Buku panduan (bila diperlukan)
- Buku panduan dibuat sendiri oleh mempelai (atau pihak paroki). Semua isi doa dan bacaan harus mengacu kepada buku Tata Perayaan Perkawinan yang baru.
- Draft buku panduan harus dimintakan persetujuan Imam yang akan memimpin perayaan termasuk lagu-lagunya, sebelum diperbanyak. Sangat disarankan agar mempelai memilih sendiri bacaan-bacaan dari daftar pilihan yang sudah disediakan.
Petugas perkawinan
- Mazmur tanggapan dan Bait Pengantar Injil dibawakan dari mimbar atau tempat lain yang cocok (TPP 58).
- Petugas Koor, Misdinar dan Lektor disesuaikan dengan kebijakan paroki masing-masing. Bila Lektor hendak dipilih dari keluarga mempelai, harus dipastikan bahwa yang bersangkutan mempersiapkan diri dengan baik, karena dalam Liturgi Sabda, Lektor bertindak sebagai "jurubicara Allah."
- Bila tidak ada petugas koor, Lektor membacakan antifon pembuka ketika perarakan masuk dan antifon komuni ketika Imam menyambut Tubuh dan Darah Kristus.
PELAKSANAAN
LITURGI PERKAWINAN
- Secara garis besar, TPP yang baru ini mengalami banyak perbaikan dalam hal bahasa yang lebih indah dan mudah dipahami, dan tentu saja semakin selaras dengan ajaran dan tradisi Gereja Katolik.
- Beberapa bagian tampak baru walaupun lama (karena sudah tercantum dalam buku sebelumnya atau yang lebih tua).
- Beberapa bagian lainnya merupakan penegasan dari apa yang termuat dalam Tata Perayaan Ekaristi. Hal ini untuk menghapus anggapan banyak orang bahwa seolah-olah Misa perkawinan berbeda dengan Misa pada umumnya sehingga ketentuannya pun berbeda. Tentu hal ini tidak benar. Maka tepatlah bahasa yang dipakai oleh buku baru ini, yakni Tata Perayaan Perkawinan dalam Misa.
- Perkawinan antara seorang katolik dengan seorang kristiani non-katolik atau agama lain biasanya dilakukan dengan TPP dalam PERAYAAN SABDA dengan penyesuaian-penyesuaian tergantung situasi yang ditentukan oleh Imam/Diakon pemimpin perayaan.

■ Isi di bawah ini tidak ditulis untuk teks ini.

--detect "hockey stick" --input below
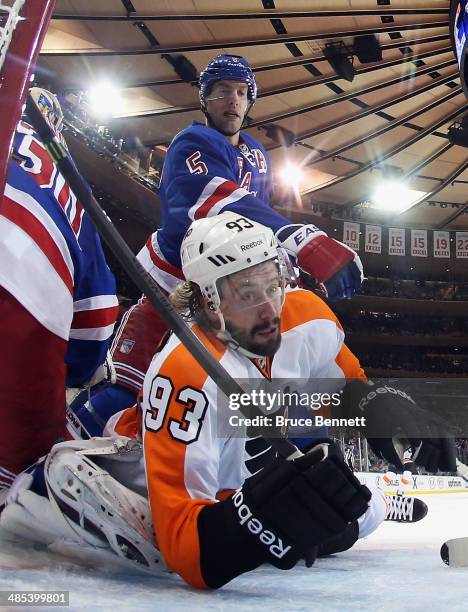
[26,95,302,459]
[456,459,468,482]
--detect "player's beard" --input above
[226,317,281,358]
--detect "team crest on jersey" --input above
[239,142,257,166]
[237,142,267,174]
[120,338,135,355]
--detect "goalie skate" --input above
[385,495,428,523]
[45,445,165,573]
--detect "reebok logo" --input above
[241,239,263,252]
[358,385,416,412]
[232,489,291,559]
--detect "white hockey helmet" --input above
[180,212,280,310]
[29,87,63,136]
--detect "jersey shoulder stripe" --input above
[281,289,343,333]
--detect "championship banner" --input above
[411,230,427,257]
[343,221,360,251]
[364,225,382,255]
[388,227,405,255]
[433,230,450,258]
[455,232,468,259]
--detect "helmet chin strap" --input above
[216,310,265,359]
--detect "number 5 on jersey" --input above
[145,375,208,444]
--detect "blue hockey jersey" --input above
[0,121,118,386]
[138,122,308,291]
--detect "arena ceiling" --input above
[39,0,468,229]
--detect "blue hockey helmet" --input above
[199,55,257,104]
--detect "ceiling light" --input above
[370,180,426,213]
[281,163,302,190]
[88,81,123,117]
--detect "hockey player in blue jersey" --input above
[0,88,118,489]
[68,55,363,437]
[140,55,363,300]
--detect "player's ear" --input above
[203,299,220,329]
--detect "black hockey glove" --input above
[198,445,371,588]
[342,380,457,472]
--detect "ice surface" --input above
[0,492,468,612]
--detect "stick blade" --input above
[440,537,468,567]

Ya, tetapi di dalam kenyataannya, ada beberapa pastor paroki yang masih kompromi dengan menggunakan tata cara lama - dengan dalih: belum biasa. Padahal sudah seharusnya pastor yang menyemangati umat agar menyesuaikan dengan yang sudah diatur. Bukankah liturgi memang bukan soal rasa? Bagaimana kita menyikapi hal-hal macam begini?